The group immediately started a search equipped with a mechanical digger.
"We were digging with an excavator but we did not find the statue. The search area is too large. In addition to that, it is an area that was once a river arm that was flooded many times. The search is also complicated by trees that were not been there before," Július Matis, deputy chairman of Water Castle, said.
The group wants to start a new search in a few days. The municipal hall officials from Sereď say that they do not have the funds to help the group. However, they support the activists' efforts.
"I support the activities of the members of the group but unfortunately we do not have money for the digging in our budget, I would be happy if they succeeded in the search," Sereď mayor Ján Lehota said.

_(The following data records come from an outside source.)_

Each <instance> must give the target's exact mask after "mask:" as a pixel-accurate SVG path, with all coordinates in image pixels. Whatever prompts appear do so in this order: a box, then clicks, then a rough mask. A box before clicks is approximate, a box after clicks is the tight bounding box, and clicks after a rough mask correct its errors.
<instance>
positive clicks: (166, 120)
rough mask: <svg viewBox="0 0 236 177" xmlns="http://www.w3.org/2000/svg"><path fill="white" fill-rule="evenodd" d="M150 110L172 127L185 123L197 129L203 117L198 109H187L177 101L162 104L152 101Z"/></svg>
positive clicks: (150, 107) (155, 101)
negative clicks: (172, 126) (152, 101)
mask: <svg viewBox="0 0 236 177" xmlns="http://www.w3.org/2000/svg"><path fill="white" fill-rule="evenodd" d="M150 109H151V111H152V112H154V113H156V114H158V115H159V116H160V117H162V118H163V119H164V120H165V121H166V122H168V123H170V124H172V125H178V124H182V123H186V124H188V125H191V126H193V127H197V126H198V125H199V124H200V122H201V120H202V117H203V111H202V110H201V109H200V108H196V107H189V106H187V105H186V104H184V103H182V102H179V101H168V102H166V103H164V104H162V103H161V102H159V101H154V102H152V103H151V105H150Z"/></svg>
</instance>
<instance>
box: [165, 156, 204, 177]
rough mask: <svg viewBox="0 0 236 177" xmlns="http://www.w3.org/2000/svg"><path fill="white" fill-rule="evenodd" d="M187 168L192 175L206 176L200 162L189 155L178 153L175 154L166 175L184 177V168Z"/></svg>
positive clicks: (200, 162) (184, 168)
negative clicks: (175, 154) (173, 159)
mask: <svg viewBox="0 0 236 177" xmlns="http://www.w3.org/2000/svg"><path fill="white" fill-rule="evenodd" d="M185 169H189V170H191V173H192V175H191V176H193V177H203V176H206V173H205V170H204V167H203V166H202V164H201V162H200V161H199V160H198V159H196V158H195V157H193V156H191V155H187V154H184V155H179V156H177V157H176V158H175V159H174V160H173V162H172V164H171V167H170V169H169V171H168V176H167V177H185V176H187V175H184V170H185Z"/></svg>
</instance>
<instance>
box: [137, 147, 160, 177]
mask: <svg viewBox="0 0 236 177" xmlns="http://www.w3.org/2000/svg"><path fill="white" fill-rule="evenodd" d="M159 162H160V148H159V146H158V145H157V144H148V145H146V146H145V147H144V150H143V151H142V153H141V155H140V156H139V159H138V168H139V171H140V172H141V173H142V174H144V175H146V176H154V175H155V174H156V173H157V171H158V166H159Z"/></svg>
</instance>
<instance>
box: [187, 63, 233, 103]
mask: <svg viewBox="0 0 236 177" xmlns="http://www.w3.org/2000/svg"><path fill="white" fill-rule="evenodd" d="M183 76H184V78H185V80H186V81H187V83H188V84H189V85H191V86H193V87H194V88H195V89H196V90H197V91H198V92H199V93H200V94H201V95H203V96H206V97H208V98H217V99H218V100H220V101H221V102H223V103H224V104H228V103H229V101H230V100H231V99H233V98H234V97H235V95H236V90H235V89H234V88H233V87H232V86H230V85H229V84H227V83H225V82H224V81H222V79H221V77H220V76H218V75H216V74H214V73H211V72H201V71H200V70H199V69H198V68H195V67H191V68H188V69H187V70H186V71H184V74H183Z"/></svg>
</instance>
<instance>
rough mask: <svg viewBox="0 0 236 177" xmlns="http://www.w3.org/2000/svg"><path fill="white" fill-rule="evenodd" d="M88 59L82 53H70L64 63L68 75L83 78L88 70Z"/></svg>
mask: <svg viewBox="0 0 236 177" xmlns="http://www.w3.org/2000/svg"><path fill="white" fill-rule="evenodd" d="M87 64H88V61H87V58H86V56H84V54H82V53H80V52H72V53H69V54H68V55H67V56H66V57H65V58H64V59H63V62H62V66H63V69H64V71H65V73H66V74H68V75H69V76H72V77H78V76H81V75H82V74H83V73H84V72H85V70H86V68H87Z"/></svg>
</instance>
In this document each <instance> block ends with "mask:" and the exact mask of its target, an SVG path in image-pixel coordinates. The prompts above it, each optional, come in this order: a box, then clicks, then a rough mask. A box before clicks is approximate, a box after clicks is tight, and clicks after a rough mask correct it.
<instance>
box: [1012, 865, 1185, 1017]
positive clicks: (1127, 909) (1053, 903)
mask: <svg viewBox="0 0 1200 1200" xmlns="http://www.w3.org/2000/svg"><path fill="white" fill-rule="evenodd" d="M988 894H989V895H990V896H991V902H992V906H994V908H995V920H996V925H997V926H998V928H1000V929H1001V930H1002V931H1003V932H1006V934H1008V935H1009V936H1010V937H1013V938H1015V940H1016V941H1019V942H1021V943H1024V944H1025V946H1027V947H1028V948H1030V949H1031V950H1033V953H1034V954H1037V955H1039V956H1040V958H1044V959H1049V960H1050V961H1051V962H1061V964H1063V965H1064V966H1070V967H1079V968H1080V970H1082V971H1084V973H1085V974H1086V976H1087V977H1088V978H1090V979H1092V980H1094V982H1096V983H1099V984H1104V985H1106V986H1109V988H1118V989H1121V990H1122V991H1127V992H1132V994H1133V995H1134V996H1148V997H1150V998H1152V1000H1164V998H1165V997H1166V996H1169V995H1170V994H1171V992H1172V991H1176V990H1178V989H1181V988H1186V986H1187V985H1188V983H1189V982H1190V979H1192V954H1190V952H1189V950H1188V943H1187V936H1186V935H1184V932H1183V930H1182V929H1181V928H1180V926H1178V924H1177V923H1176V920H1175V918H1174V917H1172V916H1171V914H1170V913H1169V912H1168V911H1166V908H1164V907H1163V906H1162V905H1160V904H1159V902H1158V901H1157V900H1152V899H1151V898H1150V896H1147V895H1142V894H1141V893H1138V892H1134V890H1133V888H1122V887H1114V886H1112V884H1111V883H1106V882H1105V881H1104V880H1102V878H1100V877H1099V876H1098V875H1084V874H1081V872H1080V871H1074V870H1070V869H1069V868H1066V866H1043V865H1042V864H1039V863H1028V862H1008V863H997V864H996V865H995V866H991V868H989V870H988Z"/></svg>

THE STOLEN pigs might get to see the world.
photo: TASR

Michalovce
171 pigs stolen

AN UNKNOWN thief stole 171 pigs from a feeder farm in the eastern Slovak village of Pusté Čemerné in Michalovce district.
According to the state run news agency TASR, the perpetrator used a key stolen from the apparently unguarded gatehouse.


Východná
Eiffel and Pisa towers in one garden

MARTIN Sabaka from the Východná village near Poprad has never left Slovakia but he has brought parts of the world to his own garden.
There a Chinese pagoda stands close to the slanting Pisa tower, The Freedom Statue, and the Tower of London - complete with the Thames River.
Sabaka, 80, said that his hobby fills his time in retirement and partly makes his unfulfilled dreams of travelling come true, as travelling the world during Communism was virtually impossible for most people.
"It was not possible to travel the world as it is now, and so I brought the world to my garden," Sabaka told the SME daily.
Because he always loved to read travel magazines and books, he decided to copy some of the most famous buildings and statues of the world once he retired.
"I did not want to waste my time and so I found this hobby," he said.
At first he made a Finnish sauna and then other buildings followed. To build these he uses wood, concrete, and glass bottles.
Sabaka has a sense for detail. The Eiffel tower even has small figures of tourists looking out of the top floors and a little plastic boat floats down the Thames River.
"I have plans to build more buildings, but my garden seems too small for the world," said Sabaka.


Lubina
Raging pig bites man

A PIG crazed with rabies bit a man from the Lubina village in the Nové Mesto nad Váhom district in northern Slovakia. A hunter called to the scene then shot the pig, the SME daily wrote.
Around 15 people had to be vaccinated because they came into contact with the pig before it was established that it was sick, the state-run news agency TASR wrote on July 6.
Milan Ostrovský, the mayor of Lubina, said that the whole village was in quarantine.
The pig attacked Miroslav Šidla, who was cutting grass with his father in a field behind their house.


Košice
Homeless man bursts into flames

A HOMELESS man named Peter B from Košice caught fire as he made a spark shortly after inhaling chemical vapours.
According to the state-run news agency TASR, the accident took place on July 7. Peter B suffered serious third-degree burns on 42 percent of his body.
The 19-year-old patient is in the hospital with injuries mainly on his arms and torso. According to TASR he is in critical condition.
Police Spokeswoman Jana Demjanovičová said that the young man was inhaling an unspecified chemical shortly before midnight and the vapours probably sparked into flames as he lit a cigarette.